First-in-nation measure addresses obstacles faced by youth in care
AUGUSTA – Maine will be the first state in the nation to support foster children with higher education through the age of 26.
LD 1683, Resolve, To Improve Degree and Career Attainment for Former Foster Children, was signed by Gov. Paul LePage on Monday. The measure becomes law 90 days after the Legislature adjourns.
Sponsored by House Majority Leader Seth Berry of Bowdoinham, the measure allows former foster children to receive guidance and financial help with higher education expenses averaging $5,000 a year until their 27th birthdays. At present, Maine provides no support or guidance beyond age 20. The bill leverages one private foundation dollar for every two public dollars and would support up to 40 young Mainers at a given time.
“I’m proud that Maine is leading on this issue. Helping these young Mainers complete their education makes sense, both morally and economically,” Berry said. “Even with the best of childhoods, how many of us were fully independent at age 20? How many of us would cut off our own kids once they turn 20?”
Youth in care often have multiple foster care placements that contribute to gaps in their educations. It is not unusual for youth in care to start college after age 18, and only 2 percent to on to receive a four-year degree.
Private foundations convened by the Muskie School for Public Services will fund the entire cost of guidance, or one-third of the total projected costs.
Young people transitioning out of foster care are at significantly higher risk of unemployment, homelessness, poor educational outcomes and long-term dependency on public assistance. A University of Chicago study finds that between 12 and 36 percent of young people transitioning out of foster care experience homelessness.
Maine uses a mix of state and federal funds to support youth in care with their educational, vocational and other needs. To receive this support, a youth in care must sign what is called a V-9 agreement for an extension of state guardianship. These young adults must be enrolled in school, job training, working at least 80 hours a month, or have specific special health needs.

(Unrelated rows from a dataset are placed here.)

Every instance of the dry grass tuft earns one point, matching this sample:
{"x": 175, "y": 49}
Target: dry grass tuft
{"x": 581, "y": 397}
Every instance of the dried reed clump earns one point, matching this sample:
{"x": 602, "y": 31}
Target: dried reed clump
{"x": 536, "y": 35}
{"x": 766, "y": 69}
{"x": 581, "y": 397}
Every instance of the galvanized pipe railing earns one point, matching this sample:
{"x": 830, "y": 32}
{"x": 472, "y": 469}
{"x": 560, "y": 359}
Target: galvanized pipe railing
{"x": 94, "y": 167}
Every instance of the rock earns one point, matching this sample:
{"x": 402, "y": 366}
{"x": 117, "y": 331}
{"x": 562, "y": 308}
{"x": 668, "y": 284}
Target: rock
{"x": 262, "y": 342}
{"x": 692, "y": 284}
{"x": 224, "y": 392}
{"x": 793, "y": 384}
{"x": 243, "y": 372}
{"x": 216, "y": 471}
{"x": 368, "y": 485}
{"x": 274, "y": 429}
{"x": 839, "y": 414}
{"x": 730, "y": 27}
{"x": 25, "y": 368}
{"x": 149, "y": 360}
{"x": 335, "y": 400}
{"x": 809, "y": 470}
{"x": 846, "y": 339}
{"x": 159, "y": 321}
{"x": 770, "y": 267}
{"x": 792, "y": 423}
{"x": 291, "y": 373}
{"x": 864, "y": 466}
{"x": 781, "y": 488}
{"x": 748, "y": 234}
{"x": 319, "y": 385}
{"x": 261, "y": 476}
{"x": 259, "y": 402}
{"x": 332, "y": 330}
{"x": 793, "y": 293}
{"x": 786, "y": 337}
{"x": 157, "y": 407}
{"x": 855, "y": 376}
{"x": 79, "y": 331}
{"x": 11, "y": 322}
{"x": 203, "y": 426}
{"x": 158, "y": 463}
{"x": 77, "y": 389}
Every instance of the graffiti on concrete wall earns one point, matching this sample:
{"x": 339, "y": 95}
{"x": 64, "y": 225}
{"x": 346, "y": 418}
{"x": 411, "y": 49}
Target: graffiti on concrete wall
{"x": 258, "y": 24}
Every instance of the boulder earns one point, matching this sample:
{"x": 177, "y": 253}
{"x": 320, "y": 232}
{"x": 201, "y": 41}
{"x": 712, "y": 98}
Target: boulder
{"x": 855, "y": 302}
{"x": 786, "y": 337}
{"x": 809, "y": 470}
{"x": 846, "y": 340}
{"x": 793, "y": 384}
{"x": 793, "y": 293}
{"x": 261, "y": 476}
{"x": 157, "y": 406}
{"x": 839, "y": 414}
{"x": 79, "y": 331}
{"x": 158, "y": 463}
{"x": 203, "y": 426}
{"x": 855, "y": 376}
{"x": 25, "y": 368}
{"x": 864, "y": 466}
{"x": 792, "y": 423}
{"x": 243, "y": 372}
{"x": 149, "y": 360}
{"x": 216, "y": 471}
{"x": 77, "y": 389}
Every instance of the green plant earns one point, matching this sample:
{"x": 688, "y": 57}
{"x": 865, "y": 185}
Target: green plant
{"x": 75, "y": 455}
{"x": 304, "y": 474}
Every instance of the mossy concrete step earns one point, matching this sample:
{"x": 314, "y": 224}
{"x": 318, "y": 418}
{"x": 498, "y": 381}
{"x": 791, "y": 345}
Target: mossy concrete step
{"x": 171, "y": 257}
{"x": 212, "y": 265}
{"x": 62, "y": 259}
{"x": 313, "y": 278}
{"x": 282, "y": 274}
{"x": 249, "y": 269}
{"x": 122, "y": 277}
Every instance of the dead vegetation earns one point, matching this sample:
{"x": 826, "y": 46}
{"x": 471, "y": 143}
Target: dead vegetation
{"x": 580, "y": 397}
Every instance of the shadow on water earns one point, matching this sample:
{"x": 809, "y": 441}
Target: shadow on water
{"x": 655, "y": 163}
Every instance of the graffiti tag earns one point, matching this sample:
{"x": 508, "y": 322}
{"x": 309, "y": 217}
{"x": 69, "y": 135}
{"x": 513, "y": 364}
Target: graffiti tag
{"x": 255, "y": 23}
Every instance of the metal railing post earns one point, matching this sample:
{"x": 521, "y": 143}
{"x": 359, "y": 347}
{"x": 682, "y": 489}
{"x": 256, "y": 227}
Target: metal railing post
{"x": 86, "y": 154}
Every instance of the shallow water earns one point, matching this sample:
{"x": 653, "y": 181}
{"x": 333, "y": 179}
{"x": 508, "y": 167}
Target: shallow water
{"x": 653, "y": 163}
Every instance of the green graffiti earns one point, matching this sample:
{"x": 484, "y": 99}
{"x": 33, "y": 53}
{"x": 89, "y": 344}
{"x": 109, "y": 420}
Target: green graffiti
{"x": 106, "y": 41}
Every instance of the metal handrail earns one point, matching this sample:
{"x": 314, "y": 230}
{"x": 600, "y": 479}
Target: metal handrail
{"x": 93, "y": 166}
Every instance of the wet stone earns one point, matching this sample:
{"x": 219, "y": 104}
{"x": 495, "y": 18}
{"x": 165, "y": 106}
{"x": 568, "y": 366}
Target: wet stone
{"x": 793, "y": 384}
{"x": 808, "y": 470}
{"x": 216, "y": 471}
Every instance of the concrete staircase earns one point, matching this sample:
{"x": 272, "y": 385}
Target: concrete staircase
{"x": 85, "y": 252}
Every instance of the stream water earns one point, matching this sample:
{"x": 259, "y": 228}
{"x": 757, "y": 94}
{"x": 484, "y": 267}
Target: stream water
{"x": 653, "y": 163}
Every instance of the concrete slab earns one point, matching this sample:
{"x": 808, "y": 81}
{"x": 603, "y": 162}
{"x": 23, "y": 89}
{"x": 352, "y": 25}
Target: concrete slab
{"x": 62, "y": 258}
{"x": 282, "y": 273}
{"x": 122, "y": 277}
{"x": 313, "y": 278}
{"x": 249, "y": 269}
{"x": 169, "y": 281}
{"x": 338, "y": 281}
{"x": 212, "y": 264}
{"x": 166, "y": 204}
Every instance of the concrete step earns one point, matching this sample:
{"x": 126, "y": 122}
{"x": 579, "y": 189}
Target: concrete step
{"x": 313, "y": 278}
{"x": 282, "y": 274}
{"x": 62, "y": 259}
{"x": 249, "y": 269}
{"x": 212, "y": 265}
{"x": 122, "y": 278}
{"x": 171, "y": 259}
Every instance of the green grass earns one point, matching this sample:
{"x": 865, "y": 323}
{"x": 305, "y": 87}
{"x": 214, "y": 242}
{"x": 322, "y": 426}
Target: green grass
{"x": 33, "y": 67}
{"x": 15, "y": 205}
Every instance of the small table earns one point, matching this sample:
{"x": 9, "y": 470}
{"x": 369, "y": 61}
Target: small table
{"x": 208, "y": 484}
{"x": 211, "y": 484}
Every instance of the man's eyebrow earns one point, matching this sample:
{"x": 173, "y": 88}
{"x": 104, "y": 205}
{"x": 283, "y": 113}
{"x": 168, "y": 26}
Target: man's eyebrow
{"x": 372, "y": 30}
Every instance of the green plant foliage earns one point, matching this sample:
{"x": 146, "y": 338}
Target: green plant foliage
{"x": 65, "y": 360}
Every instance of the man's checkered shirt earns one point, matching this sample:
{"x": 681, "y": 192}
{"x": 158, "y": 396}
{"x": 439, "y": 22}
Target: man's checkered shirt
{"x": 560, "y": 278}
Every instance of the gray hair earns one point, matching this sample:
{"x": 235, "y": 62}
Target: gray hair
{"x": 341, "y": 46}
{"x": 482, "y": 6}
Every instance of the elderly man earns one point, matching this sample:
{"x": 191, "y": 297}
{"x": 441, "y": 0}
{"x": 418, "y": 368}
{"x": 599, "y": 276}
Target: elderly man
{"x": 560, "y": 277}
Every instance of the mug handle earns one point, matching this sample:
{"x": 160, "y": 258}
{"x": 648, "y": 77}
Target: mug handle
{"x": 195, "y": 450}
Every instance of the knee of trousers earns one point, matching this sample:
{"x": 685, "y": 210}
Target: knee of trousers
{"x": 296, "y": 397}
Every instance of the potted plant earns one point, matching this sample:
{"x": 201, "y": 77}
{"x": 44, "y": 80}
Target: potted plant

The bill was passed at a time when higher educational attainment and affordability is an increasingly important focus for business, education and other community leaders.
The Maine State Chamber of Commerce and Jobs for Maine’s Graduates were among those who testified in support of the bill, citing the need for a well-educated and prepared workforce.
A recent Pew Research Center report finds that the earnings gap between those with college degrees and those without is growing. Millennial college graduates between the ages of 25 and 32 make an average of $17,500 more than their peers who have only a high school diploma. They are also more likely to be employed full-time and less likely to be unemployed.